En résumé, ce sont des enfants charcutant et exécutant des adultes de sang froid que nous montre Children. Son ambiance repose donc sur cette incohérence, cette irrationalité d'une jeunesse s'adonnant aux actions les plus macabres qui soient, faisant passer quelques tueurs en série de plusieurs sagas horrifiques pour de véritables enfants de chœur. Un effet réussi, d'une part grâce à cette intention de base, puisque cette invraisemblance créé rapidement un climat de malaise. Miu Miura en fait trop, sans doute volontairement, pour aboutir à une exagération qui brise tout réalisme et nous place dans une zone d'inconfort. Le lecteur n'a donc d'autre choix que de se mettre illico à la place de Tôru, un jeune adulte de 18 ans qui ne comprend pas ce qui se passe, et qui va chercher à raisonner ce petit monde qui, pourtant, n'est pas totalement inhumain. Et aussi classique que soit cet aspect de l'écriture, il est réussi : Parce que les enfants comme Sakurako sont capables de chaleur humaine et agissent régulièrement comme des jeunes gens, ils ne nous apparaissent pas totalement comme des monstres, mais davantage comme une jeunesse en perdition. Le chemin de la rédemption ne semble donc pas barré, mais le prix à payer en cas d'échec serait fatal. Et c'est ce qui prend aux tripes dans Children (ou du moins, dans son premier tome), cette manière qu'a le récit de flirter entre l'humanité et l'horreur la plus pure. Les scènes barbares nous en donnent pour notre argent si on est un tantinet amateur de ce type de séquence émotionnellement lourde, mais servent aussi à appuyer la dangerosité des lieux, et le point de non retour atteint par des enfants qui regrettent surtout d'avoir été abandonnés par des adultes corrompus. Un point sur lequel nous reviendrons ultérieurement dans ce dossier...

Et puisque l'on parle de l'efficacité du terme en terme d'horreur pure, il paraît assez difficile (pour ne pas dire impossible) de passer sous silence le trait de Miu Miura, assez bien calibré pour retranscrire ce décalage entre innocence et effusions de sang. On le remarque rapidement, le mangaka dépeint des personnages très mignons en apparence, ce grâce à des mines rondouillardes, des minois attendrissants et de grands yeux qui nous feraient fondre le cœur s'il n'y avait pas toute cette ambiance macabre derrière. Une base de dessin déconstruite par les événements qui suivront, et un excès jamais modéré pour présenter la noirceur de l'histoire et ses massacres.
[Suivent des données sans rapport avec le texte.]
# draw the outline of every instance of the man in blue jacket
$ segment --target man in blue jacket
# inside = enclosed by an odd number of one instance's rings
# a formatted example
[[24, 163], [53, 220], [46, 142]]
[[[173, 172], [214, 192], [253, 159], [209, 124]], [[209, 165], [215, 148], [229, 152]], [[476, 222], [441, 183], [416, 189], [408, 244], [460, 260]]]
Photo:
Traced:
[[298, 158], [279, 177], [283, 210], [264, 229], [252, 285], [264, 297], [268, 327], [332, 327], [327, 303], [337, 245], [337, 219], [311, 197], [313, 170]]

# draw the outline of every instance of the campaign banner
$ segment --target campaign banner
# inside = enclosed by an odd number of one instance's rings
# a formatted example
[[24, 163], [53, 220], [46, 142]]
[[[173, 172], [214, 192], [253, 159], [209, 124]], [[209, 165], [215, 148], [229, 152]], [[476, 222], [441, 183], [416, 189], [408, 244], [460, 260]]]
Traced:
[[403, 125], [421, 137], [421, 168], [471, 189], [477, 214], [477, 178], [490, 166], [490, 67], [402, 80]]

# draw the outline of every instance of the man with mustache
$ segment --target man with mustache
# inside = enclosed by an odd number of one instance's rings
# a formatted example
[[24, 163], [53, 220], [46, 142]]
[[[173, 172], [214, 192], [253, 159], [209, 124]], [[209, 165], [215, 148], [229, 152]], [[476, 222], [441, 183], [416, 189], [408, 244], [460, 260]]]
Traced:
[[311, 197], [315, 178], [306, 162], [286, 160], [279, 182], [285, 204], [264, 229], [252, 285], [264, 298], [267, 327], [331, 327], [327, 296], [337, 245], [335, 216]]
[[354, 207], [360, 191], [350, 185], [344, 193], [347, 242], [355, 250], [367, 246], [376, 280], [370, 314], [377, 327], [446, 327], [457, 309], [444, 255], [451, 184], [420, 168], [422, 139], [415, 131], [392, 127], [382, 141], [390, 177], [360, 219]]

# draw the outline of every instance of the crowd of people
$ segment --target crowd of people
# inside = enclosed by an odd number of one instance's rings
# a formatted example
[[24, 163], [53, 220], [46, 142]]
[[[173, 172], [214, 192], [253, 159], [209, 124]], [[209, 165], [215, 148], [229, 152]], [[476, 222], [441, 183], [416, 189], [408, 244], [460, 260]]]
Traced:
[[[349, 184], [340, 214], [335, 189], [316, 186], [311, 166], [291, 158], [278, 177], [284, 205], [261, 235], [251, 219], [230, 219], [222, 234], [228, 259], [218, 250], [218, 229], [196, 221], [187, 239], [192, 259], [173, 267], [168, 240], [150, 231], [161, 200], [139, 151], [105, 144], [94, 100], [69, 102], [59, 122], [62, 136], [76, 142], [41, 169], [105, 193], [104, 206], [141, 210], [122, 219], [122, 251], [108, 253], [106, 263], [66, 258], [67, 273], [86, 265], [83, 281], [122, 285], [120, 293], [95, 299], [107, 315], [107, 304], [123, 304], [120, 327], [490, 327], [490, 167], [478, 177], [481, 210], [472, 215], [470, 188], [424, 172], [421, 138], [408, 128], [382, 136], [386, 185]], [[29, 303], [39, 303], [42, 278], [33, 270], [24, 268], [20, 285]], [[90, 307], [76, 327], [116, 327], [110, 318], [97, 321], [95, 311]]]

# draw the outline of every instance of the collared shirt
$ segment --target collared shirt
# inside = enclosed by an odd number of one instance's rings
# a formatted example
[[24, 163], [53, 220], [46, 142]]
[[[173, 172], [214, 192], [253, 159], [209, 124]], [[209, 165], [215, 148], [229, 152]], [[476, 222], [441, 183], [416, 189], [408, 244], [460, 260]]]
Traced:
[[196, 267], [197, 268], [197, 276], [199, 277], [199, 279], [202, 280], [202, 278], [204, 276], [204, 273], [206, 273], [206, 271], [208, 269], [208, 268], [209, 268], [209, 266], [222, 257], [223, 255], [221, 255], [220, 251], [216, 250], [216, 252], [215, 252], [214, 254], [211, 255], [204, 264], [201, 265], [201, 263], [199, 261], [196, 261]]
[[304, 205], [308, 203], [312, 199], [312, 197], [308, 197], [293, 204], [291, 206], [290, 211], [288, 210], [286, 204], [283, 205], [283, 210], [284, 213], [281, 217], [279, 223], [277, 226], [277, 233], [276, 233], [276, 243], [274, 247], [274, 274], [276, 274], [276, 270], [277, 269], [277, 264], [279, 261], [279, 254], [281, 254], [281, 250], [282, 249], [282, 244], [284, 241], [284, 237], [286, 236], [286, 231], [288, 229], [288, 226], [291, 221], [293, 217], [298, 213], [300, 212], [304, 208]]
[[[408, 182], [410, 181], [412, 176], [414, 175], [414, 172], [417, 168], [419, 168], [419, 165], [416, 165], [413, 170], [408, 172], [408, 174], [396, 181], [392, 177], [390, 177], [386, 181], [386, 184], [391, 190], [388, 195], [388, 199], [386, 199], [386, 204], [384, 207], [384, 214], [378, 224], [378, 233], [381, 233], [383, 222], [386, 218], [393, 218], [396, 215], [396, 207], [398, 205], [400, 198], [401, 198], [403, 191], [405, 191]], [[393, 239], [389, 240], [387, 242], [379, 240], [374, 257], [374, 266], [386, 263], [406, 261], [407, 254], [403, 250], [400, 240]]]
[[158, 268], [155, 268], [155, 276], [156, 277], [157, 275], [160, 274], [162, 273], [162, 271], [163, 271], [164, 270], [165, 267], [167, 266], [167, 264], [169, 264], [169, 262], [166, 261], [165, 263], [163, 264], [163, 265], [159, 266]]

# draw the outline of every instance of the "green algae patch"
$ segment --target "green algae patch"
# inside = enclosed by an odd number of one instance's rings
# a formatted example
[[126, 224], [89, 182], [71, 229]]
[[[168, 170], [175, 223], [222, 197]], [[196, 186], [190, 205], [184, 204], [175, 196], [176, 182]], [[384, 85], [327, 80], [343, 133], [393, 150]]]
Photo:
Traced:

Si un enfant doit finir décapité ou les membres hachés, alors l'auteur ne masquera par cette séquence, et nous la montrera avec le plus grand plaisir qui soient. Aussi, les faciès de ses jeunes personnages passent du très mignon à l'inhumanité la plus totale. Les mines se font sombre, parfois un peu trop même, une surenchère qui va de pair avec le comportement toujours trop réjouissant de Sakurako qui utilise en guise de masque social cette figure de maman exemplaire pour cacher ses propres troubles. Children fait clairement partie des ces mangas qui jouent sur du "trop", et ne cherchent pas à créer du rapport avec le réel comme pourrait le faire un Gannibal (pour citer une réussite récente) qui va justement miser sur la vraisemblance des personnages et des dialogues. Visuellement, Children est dans l'excès, mais cela va de pair avec une intrigue qui, elle aussi, joue sur cette démesure pour nous déranger. En ce sens, la démarche de Miu Miura est cohérente, là où d'autres titres se cassent la figure dans cet équilibre, mêlant cet aspect excessif à un ensemble qui se veut crédible, par exemple King's Game.